Make it Easily Accessible
As a company, you must ensure that all Safety Data Sheets for hazardous chemicals at your facility are readily accessible to your team. SDS are most commonly kept in a yellow binder located in a centralized area of your facility. Others may elect to store all SDS on a computer. Both options are acceptable, but the latter may require you to have a backup available in the instance of a power outage or emergency. Notably, certain facilities may benefit from having multiple binders or access computers available dependent upon the site layout.
Keep it Up to Date
An effective Safety Data Sheet collection is one that is up to date and specific to the hazardous materials onsite. Over time, products and/or chemicals used in your facility may change. Changes consisting of the following may require amendment:
- A switch from one product to another (i.e. non-hazardous degreaser to a corrosive degreaser)
- Manufacturer changes in product ingredients
- New substantial findings identified
Additionally, new chemicals added into the workplace will need to have an SDS added to your company’s catalog, and all chemicals no longer used should be removed. One individual or a small group within your company should be assigned to manage and upkeep all SDS records.
To better protect your team from incident and liability, employees should be aware of the hazardous materials used at the facility and trained to work with or near them.
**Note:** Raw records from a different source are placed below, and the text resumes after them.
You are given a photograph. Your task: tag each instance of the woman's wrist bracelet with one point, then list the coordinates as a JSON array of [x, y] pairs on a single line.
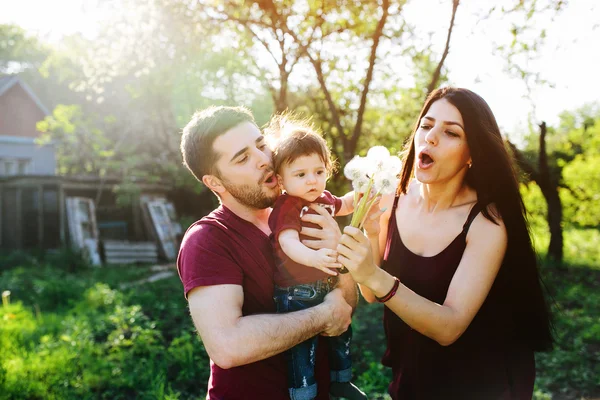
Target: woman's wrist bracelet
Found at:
[[391, 293]]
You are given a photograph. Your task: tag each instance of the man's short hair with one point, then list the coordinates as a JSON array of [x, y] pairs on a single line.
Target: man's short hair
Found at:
[[294, 138], [200, 133]]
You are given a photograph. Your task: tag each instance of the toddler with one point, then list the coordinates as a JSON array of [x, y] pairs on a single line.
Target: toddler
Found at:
[[302, 162]]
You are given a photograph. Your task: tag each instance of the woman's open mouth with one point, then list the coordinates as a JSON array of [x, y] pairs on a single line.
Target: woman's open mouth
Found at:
[[425, 160]]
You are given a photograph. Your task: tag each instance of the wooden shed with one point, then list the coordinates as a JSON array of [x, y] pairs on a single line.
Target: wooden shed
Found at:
[[88, 213]]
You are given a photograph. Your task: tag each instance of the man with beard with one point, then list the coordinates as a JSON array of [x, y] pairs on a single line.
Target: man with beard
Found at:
[[227, 266]]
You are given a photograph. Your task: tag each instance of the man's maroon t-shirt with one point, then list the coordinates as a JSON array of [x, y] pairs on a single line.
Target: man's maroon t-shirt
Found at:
[[222, 249], [286, 215]]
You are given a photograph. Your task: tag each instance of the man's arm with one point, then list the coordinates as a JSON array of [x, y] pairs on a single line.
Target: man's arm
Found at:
[[327, 238], [322, 259], [231, 339]]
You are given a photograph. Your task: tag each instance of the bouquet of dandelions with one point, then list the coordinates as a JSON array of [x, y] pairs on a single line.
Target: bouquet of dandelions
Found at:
[[371, 176]]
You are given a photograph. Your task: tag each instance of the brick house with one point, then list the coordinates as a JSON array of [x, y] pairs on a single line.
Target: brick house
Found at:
[[42, 210], [20, 110]]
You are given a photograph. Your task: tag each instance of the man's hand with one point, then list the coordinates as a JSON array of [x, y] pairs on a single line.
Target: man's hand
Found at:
[[328, 236], [339, 311], [323, 260]]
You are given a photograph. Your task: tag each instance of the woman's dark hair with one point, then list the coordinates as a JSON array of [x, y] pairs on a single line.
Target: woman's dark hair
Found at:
[[493, 177]]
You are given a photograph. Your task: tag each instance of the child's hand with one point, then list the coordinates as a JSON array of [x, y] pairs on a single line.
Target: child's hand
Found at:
[[324, 259]]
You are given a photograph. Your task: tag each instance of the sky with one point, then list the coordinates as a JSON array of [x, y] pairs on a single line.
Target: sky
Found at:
[[569, 60]]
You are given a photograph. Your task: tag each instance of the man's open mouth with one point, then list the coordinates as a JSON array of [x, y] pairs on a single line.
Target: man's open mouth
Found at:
[[269, 179]]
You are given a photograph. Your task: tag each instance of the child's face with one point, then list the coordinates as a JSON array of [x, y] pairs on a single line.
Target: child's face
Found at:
[[305, 177]]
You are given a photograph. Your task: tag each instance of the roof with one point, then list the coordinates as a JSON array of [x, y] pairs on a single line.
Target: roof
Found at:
[[80, 181], [8, 81]]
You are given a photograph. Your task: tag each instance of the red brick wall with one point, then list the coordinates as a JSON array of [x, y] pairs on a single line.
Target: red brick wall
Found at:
[[19, 113]]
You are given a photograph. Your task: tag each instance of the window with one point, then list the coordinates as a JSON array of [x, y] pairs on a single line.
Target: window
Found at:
[[15, 166], [23, 167], [51, 217]]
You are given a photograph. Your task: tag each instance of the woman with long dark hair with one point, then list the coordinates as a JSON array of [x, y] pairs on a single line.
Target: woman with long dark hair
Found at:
[[452, 259]]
Although certain sections of the Safety Data Sheet may not apply to everyone, your team should familiarize themselves with the format of an SDS. Familiarity will allow them to quickly reference corresponding sections pertaining to their work, which is especially important when a new type of hazardous material is introduced in the workplace. Communicating out a new hazardous material is key to educating workers to reduce workplace risk.